AI Sound Separation – analyze audio sources to extract component tracks
Sony's AI Sound Separation is used by audio creatives and engineers to separate mixed audio sources into their component tracks using state-of-the-art algorithms based on deep neural networks. It has already been successfully tested with leading players in the entertainment industry, such as movie and music production companies.
Try the demo now and contact us for potential collaboration.
The AI Sound Separation concept
The diagram shows, at a concept level, AI Sound Separation taking a mixed audio source and generating separate tracks for four instruments. This concept can be extended however you like. In a music file, maybe you want different or more instruments. Maybe your audio source is a movie soundtrack, or a video conference.
It's about training your model to do what you want...

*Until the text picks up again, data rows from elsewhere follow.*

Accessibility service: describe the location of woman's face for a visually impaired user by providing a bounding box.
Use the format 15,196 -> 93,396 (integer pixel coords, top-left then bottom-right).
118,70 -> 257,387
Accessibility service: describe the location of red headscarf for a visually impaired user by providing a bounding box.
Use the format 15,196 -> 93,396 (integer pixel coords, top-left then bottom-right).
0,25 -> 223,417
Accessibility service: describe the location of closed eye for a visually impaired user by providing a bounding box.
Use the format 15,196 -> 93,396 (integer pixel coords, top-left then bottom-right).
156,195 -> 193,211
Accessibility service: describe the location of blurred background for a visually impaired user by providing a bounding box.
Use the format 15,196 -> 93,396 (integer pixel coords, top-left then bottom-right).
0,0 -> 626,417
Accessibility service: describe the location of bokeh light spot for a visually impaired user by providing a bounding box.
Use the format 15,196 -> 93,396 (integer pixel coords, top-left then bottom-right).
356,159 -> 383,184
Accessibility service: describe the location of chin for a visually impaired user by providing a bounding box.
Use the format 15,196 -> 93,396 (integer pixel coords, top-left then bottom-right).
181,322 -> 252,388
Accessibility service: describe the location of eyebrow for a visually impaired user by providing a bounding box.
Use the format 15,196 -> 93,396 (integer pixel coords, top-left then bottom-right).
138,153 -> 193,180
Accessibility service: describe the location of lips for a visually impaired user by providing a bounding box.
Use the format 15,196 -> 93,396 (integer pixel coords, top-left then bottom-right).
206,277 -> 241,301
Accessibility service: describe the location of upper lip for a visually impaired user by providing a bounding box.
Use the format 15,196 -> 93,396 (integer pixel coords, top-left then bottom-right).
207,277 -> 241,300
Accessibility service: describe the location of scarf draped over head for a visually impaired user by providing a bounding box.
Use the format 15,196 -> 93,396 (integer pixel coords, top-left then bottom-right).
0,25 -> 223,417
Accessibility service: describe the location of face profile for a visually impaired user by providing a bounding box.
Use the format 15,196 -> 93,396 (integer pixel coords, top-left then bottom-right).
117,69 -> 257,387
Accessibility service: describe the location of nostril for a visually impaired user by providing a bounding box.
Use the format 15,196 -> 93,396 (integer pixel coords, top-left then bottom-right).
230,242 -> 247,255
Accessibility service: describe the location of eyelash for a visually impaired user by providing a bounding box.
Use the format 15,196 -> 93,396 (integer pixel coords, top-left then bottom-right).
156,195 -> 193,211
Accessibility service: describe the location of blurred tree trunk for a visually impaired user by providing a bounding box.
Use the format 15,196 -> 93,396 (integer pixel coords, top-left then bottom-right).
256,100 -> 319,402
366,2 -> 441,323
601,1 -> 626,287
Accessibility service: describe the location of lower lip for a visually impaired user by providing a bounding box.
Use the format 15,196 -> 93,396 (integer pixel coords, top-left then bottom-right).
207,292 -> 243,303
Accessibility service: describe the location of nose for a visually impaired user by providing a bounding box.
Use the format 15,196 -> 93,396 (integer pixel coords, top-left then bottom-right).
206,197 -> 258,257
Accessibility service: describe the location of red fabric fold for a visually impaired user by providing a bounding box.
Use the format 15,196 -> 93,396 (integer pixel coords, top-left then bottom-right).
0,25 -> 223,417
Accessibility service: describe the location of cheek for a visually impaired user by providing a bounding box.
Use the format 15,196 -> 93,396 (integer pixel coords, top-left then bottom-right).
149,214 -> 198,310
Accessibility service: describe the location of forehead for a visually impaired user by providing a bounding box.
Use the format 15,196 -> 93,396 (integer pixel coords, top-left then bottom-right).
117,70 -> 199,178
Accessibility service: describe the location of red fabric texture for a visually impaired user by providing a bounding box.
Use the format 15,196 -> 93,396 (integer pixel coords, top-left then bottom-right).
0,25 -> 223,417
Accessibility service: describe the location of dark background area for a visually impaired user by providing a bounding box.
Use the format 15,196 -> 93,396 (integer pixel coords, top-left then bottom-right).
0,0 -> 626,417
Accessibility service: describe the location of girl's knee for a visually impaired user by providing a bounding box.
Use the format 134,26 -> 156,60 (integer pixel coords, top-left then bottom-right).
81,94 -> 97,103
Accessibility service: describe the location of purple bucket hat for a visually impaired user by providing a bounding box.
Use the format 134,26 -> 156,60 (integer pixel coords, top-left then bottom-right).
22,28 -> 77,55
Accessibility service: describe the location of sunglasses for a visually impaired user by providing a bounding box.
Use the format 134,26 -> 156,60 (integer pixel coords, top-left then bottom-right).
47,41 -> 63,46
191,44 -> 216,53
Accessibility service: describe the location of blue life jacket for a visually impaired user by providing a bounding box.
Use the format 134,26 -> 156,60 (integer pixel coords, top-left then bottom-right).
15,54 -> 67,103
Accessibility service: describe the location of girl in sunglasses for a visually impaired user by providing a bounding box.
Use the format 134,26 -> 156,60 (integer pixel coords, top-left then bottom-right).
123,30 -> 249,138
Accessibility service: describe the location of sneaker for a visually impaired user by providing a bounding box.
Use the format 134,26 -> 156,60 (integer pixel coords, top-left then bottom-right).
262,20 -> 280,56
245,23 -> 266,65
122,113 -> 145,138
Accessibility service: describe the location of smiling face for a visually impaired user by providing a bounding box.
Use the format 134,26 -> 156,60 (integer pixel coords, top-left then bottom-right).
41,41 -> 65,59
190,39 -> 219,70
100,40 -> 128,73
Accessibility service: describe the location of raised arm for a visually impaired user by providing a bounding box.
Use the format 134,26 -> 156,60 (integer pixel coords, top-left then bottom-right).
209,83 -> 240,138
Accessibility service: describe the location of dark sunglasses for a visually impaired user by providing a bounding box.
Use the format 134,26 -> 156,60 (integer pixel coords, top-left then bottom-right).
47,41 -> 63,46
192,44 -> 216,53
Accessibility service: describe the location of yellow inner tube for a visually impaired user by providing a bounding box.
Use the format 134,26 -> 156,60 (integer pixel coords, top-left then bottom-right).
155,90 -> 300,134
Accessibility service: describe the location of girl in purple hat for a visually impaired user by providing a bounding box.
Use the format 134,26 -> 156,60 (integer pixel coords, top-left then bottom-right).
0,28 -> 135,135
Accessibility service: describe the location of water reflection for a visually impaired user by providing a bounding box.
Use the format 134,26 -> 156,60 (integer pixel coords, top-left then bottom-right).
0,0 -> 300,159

In 2021, Sony R&D Centers in Japan and Germany organized a competition – The Music Demixing (MDX) Challenge, in which research teams and machine learning enthusiasts were invited to create systems that use AI to perform audio separation on a specially-prepared, hidden dataset of songs. It attracted entries from over 400 participants and received more than 1500 submissions. You can read about the challenge and learn about the results of the competition here.

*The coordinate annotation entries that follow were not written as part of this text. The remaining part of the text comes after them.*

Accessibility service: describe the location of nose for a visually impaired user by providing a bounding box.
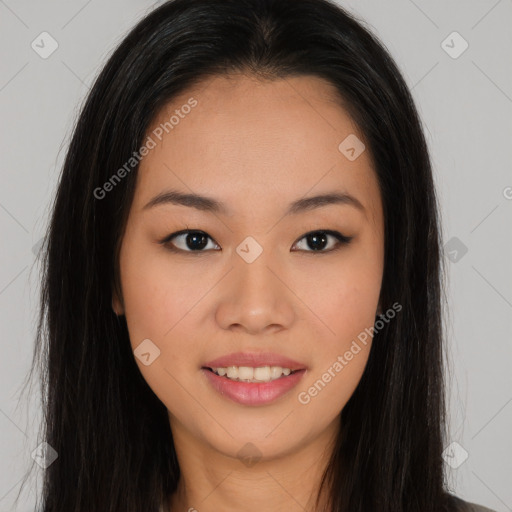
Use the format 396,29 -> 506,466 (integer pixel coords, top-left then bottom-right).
216,251 -> 298,334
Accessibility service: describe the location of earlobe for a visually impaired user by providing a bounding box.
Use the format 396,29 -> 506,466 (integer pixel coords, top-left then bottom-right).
112,293 -> 124,316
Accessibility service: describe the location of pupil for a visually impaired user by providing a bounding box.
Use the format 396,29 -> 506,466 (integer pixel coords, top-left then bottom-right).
308,233 -> 327,251
186,233 -> 208,249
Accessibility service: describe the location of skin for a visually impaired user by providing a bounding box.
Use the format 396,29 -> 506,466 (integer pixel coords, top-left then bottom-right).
113,75 -> 384,512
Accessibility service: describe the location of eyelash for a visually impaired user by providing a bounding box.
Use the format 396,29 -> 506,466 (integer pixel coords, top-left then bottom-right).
159,229 -> 353,254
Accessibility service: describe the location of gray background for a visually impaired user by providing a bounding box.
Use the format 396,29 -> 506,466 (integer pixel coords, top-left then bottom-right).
0,0 -> 512,512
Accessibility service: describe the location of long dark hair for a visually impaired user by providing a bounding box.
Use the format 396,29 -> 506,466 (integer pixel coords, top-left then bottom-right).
19,0 -> 456,512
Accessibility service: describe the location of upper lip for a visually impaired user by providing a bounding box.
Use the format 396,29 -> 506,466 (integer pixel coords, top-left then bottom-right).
203,352 -> 306,371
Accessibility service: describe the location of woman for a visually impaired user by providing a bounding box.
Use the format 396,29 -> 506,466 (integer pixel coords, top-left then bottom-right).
23,0 -> 496,512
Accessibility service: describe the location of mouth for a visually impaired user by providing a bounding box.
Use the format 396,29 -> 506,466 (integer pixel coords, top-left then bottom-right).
202,365 -> 304,383
201,366 -> 307,407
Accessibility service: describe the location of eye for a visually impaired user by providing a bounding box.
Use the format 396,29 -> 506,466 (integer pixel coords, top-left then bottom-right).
160,229 -> 352,253
294,230 -> 352,252
160,229 -> 219,252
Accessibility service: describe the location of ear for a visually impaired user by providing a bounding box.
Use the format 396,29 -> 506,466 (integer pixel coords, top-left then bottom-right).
112,291 -> 124,316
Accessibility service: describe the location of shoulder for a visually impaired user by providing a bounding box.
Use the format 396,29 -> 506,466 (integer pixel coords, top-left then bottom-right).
451,495 -> 496,512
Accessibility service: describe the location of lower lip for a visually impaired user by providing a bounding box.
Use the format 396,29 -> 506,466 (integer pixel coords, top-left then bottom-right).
201,368 -> 306,405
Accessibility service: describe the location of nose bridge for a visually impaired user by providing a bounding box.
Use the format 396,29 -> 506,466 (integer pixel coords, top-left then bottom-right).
217,240 -> 293,332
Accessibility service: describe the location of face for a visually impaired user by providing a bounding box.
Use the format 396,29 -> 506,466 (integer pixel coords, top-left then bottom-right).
113,75 -> 384,459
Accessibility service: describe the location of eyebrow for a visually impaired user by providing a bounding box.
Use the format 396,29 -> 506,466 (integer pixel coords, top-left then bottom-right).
143,190 -> 366,216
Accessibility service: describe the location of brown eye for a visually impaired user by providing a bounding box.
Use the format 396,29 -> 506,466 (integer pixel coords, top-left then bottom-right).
294,230 -> 352,252
160,230 -> 218,252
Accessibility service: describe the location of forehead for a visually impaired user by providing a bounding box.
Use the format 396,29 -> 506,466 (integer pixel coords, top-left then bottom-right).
134,75 -> 378,221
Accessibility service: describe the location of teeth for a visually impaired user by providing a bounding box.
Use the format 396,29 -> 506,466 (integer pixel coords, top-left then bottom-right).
212,366 -> 292,382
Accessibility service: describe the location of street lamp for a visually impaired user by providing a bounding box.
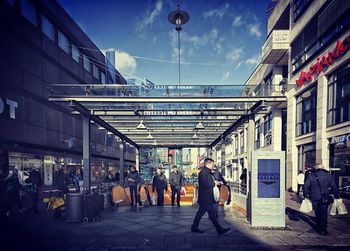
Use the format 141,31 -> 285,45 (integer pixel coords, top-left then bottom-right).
168,0 -> 190,96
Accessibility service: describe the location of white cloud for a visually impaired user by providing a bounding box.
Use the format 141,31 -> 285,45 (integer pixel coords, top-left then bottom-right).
232,15 -> 243,27
136,0 -> 163,32
116,51 -> 137,74
245,54 -> 261,65
203,3 -> 230,18
220,71 -> 231,82
226,47 -> 243,64
248,23 -> 262,38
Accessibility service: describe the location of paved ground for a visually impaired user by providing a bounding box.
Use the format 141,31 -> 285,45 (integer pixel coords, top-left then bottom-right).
0,194 -> 350,251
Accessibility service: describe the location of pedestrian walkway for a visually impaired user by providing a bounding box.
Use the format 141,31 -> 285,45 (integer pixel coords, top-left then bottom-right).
2,193 -> 350,251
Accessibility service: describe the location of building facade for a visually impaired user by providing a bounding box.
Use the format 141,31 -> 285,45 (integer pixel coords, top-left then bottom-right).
0,0 -> 135,186
216,0 -> 350,212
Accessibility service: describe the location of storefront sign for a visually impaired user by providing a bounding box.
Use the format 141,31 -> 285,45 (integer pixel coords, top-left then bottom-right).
296,34 -> 350,87
0,97 -> 18,119
331,133 -> 350,144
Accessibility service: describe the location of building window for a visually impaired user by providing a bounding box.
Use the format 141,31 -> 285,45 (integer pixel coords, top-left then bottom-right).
239,131 -> 244,153
298,143 -> 316,171
92,64 -> 99,79
20,0 -> 38,26
264,113 -> 272,146
58,31 -> 69,54
327,64 -> 350,126
255,120 -> 260,149
41,16 -> 55,41
83,55 -> 91,72
293,0 -> 313,22
72,44 -> 80,63
296,86 -> 317,136
101,71 -> 106,84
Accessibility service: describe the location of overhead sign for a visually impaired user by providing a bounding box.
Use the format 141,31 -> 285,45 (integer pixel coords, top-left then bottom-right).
296,34 -> 350,87
331,133 -> 350,144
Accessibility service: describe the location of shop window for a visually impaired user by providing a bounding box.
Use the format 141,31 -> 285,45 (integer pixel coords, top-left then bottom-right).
83,55 -> 91,72
296,86 -> 317,136
293,0 -> 313,22
327,64 -> 350,126
255,120 -> 260,149
20,0 -> 38,26
72,44 -> 80,63
58,31 -> 69,54
264,113 -> 272,146
92,64 -> 99,79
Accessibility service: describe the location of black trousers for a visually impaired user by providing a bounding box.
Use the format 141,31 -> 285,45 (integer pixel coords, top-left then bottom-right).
192,205 -> 222,230
171,186 -> 181,205
129,186 -> 138,206
312,200 -> 328,232
297,184 -> 304,196
157,188 -> 164,206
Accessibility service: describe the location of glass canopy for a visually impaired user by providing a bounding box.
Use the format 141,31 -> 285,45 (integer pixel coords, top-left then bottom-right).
49,84 -> 290,147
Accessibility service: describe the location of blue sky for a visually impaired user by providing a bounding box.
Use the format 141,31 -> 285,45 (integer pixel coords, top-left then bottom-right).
59,0 -> 270,84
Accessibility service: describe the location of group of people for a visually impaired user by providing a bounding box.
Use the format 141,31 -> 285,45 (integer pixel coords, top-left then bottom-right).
297,164 -> 339,235
1,169 -> 42,216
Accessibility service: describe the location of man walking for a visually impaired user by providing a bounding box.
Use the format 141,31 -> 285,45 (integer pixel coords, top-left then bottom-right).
191,158 -> 230,235
170,166 -> 183,207
152,168 -> 168,206
127,166 -> 141,209
304,164 -> 339,235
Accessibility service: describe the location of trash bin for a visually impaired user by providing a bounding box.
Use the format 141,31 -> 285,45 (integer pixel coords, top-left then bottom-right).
66,193 -> 84,222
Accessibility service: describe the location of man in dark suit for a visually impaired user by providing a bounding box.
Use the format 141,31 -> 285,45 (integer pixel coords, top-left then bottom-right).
170,166 -> 183,207
191,158 -> 230,235
304,164 -> 339,235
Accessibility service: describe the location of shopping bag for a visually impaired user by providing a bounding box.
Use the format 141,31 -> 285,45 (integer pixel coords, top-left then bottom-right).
213,186 -> 220,202
336,199 -> 348,215
151,193 -> 157,206
329,200 -> 337,215
300,199 -> 312,213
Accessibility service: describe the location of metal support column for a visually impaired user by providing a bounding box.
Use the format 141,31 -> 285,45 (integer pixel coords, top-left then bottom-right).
135,148 -> 140,172
119,140 -> 125,185
83,115 -> 91,191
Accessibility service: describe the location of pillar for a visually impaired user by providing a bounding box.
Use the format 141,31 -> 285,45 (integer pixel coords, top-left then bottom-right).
83,115 -> 91,191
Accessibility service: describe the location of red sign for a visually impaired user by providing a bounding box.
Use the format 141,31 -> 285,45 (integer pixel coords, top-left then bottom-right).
296,34 -> 350,87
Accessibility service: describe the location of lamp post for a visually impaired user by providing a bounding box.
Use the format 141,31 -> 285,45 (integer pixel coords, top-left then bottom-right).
168,1 -> 190,96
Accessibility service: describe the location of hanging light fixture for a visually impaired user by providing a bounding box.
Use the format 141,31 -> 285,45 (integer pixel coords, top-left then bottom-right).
136,120 -> 147,130
194,122 -> 205,130
168,0 -> 190,96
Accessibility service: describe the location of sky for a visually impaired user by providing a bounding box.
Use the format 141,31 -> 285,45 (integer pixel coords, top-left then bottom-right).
58,0 -> 270,85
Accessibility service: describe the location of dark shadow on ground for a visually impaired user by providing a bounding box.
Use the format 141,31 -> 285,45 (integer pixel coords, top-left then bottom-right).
286,207 -> 317,231
0,206 -> 271,251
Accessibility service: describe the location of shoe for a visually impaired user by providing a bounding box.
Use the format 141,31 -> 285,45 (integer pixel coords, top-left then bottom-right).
320,231 -> 329,236
191,228 -> 204,234
217,227 -> 230,235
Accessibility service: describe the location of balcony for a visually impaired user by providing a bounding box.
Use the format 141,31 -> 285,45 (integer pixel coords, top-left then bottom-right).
261,30 -> 289,64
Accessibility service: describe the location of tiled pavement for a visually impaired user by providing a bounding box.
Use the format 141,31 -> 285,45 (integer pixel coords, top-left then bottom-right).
0,193 -> 350,251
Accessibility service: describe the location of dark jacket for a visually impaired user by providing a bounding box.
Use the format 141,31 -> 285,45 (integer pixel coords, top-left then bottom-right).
128,170 -> 141,186
198,166 -> 215,207
304,169 -> 339,201
213,169 -> 227,185
152,174 -> 168,192
169,171 -> 183,189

In 2023, a new edition of the challenge was organized, called The Sound Demixing (SDX) Challenge 2023, where participants were invited to complete the task of separating movie audio into dialogue (DX), music (MX), and sound effects (SFX), a process referred to as Cinematic Source Separation. Read more about the challenge.
Why use Sony's AI Sound Separation
AI Sound Separation algorithms developed by Sony.
Separate mixed audio sources into component tracks, such as: vocals, drums, bass and other instruments.
Integrate AI Sound Separation easily into your application using our web API.
The AI Sound Separation API
Access the AI Sound Separation API from the TechHub API Library.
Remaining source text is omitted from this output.